Tatlı su ekosistemlerinin, fosil yakıtların yakılması suretiyle oluşan karbon dioksiti emmesi muhtemelen okyanuslarda gerçekleşenden farklıdır. Göllerdeki ve rezervuarlardaki atmosferik CO2 fazlası çevrelerindeki bitki örtüsünü besler ve yükselen küresel sıcaklık büyüme mevsimini uzatır. Göl içindeki ve çevresindeki bitkiler çoğaldıkça ve büyüdükçe, öldüklerinde ortaya çıkan organik karbon miktarı artar. Daha sonra da göllere ve diğer tatlı su sistemlerine karışır. Bazı göller, okyanuslar gibi yüzeylerinden CO2 emebiliyor olsa da, Uluslararası Sürdürülebilir Kalkınma Enstitüsü Göller Bölümü araştırmacısı Scott Higgins, bu organik ve inorganik karbon kaynaklarının artışını baskın bir faktör olarak görüyor. Aslında, bazı göllerde atmosfere oranla daha fazla CO2 olduğundan, karbon dioksitin sulardan havaya salındığını söylüyor.

Ruhr Üniversitesi ekolojislerinden Linda Weiss ve ekibi, yüksek CO2 seviyelerinin tatlı su kabukluları, özellikle de su piresi olarak da bilinen iki Daphnia türünün üzerindeki etkilerini inceledi. Çeşitli araştırmalarda, CO2 arttıkça okyanus kabuklularının kabuklarını oluşturmakta zorlandıkları ve duyularının zayıflaması nedeniyle avcılara karşı daha savunmasız hale geldkleri bulunmuştu. Bazı laboratuvar çalışmalarında da tatlı su türleri üzerinde benzer etkiler gözlenmişti. Ancak Weiss’in üzerinde durduğu Daphnia türleri incelenmemişti. Daphnialar düşmanlarını sezince, bir başlık ve sivri dikenlerle kendilerini korumaya çalışmaktaydı. Artan CO2’nin savunma mekanizmalarını nasıl etkileyebileceğini test etmek için Weiss ve ekibi, su pirelerini, en kötü durum senaryosuna uygun olarak, tatlı sularda görülen maksimum seviyenin hemen üstünde, maksimumdan yaklaşık yüzde 60 daha fazla CO2 seviyesine maruz bıraktı. Araştırmacılar, yüksek CO2 seviyelerine maruz kaldıklarında, su pirelerinin avcıları daha az algılayıp savunmalarının çözüldüğünü buldu.
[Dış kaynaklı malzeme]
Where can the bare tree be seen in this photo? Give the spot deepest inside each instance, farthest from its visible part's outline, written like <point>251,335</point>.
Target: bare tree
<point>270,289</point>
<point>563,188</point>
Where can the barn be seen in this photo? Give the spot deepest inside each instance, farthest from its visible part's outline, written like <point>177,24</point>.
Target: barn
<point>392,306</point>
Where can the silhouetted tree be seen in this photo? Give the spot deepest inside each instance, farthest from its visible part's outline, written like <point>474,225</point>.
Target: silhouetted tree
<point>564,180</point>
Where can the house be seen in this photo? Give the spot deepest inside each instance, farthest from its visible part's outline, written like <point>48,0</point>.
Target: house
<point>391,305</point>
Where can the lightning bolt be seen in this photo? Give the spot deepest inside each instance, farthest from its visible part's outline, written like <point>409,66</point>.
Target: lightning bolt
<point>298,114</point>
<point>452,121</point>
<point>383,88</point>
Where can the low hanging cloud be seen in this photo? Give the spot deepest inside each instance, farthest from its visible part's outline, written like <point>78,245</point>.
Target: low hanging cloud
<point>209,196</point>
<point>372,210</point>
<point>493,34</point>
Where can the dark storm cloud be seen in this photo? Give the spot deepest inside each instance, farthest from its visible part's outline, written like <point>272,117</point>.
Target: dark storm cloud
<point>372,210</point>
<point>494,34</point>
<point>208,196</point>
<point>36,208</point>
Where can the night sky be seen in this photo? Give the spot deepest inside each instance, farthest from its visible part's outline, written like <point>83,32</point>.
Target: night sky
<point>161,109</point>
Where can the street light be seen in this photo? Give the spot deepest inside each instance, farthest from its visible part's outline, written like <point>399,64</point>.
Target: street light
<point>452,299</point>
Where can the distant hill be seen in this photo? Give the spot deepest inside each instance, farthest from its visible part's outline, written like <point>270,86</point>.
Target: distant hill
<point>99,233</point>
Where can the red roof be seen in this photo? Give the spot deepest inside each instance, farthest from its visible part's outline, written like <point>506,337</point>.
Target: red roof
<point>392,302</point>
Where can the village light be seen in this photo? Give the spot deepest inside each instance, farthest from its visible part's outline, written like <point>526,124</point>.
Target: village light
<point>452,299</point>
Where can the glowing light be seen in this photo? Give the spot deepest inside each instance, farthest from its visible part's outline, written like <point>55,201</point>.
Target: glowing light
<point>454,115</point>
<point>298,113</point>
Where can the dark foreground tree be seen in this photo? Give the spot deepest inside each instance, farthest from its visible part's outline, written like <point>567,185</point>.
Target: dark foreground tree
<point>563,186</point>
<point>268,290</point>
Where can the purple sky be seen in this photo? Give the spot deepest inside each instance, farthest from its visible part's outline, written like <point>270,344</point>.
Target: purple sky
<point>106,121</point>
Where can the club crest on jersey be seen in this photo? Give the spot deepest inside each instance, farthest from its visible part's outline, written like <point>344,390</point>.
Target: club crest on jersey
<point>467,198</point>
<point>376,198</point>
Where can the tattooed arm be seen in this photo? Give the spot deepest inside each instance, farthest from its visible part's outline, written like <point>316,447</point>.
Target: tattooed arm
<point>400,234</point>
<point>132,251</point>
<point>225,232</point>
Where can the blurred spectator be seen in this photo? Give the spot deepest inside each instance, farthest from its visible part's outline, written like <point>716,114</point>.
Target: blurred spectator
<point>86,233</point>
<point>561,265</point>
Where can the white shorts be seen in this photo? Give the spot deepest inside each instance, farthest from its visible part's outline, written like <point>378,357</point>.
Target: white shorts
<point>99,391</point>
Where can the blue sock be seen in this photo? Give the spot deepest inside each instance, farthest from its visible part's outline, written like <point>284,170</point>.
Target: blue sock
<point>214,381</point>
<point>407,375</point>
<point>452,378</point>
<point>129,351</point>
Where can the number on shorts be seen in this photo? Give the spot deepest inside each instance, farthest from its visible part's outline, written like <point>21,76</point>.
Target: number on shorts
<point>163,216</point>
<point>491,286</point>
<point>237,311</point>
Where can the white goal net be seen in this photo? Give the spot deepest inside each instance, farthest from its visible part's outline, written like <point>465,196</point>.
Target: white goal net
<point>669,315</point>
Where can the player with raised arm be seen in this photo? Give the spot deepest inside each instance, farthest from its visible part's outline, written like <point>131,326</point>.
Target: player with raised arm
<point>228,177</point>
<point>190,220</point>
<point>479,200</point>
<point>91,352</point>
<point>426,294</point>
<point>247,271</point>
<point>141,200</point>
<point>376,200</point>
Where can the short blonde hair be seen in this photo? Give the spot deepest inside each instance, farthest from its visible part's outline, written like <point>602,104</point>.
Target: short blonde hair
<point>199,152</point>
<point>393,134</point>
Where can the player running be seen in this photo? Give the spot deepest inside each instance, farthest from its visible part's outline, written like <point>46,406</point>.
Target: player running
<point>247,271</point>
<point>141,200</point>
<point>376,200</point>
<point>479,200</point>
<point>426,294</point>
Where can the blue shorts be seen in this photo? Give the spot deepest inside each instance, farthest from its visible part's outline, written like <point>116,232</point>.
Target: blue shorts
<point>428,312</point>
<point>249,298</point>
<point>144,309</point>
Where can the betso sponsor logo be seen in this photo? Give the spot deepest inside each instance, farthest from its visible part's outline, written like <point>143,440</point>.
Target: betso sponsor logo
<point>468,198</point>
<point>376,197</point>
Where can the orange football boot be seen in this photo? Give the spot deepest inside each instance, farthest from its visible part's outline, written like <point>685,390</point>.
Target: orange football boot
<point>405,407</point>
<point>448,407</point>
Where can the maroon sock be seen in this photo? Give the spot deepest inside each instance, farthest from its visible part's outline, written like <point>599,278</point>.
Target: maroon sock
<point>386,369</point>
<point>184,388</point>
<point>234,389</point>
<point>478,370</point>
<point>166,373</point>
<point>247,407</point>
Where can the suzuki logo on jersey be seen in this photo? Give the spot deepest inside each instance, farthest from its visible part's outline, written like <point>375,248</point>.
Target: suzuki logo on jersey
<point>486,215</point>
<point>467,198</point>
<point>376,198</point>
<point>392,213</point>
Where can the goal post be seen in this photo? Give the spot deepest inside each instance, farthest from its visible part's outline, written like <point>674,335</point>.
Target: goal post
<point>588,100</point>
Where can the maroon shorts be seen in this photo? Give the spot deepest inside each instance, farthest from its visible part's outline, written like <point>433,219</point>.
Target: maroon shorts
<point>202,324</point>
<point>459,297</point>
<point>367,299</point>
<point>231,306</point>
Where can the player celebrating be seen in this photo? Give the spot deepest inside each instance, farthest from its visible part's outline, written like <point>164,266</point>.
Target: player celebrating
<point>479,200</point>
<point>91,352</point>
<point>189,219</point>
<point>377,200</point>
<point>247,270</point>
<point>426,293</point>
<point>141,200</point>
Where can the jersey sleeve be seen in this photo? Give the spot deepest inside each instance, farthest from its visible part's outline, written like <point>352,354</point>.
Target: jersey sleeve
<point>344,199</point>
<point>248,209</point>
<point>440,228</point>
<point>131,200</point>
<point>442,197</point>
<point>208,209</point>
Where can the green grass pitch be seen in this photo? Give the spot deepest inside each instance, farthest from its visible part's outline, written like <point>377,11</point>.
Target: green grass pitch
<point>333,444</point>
Higgins, Weiss’in test ettiği hayvanların daha önce hiç bu kadar yüksek konsantrasyonlara maruz kalmadıklarını, bunun yanıltıcı sonuçlara neden olabileceğini ileri sürüyor: Bu sonuçlar, mevsimden mevsime ve gün boyunca göl ve rezervuarların sürekli olarak değişen karbondioksit seviyelerine uyum sağlamaya çalışan hayvanların deneyimlerinden farklı olabilir. Henüz ayrıntıları çok net bilinmiyor olmasına rağmen, böylesine karmaşık bir su kimyasında yaşamak, belki de tatlı su pirelerine, bitkilere ve tüm canlılara gezegenin artan CO2 seviyesine uyum sağlamayı öğretecek. Ya da, karbon dioksit salınımını azaltacak önlemler alınmazsa, yakın bir gelecekte dünya büyük bir su ve gıda sorunuyla karşılaşacak.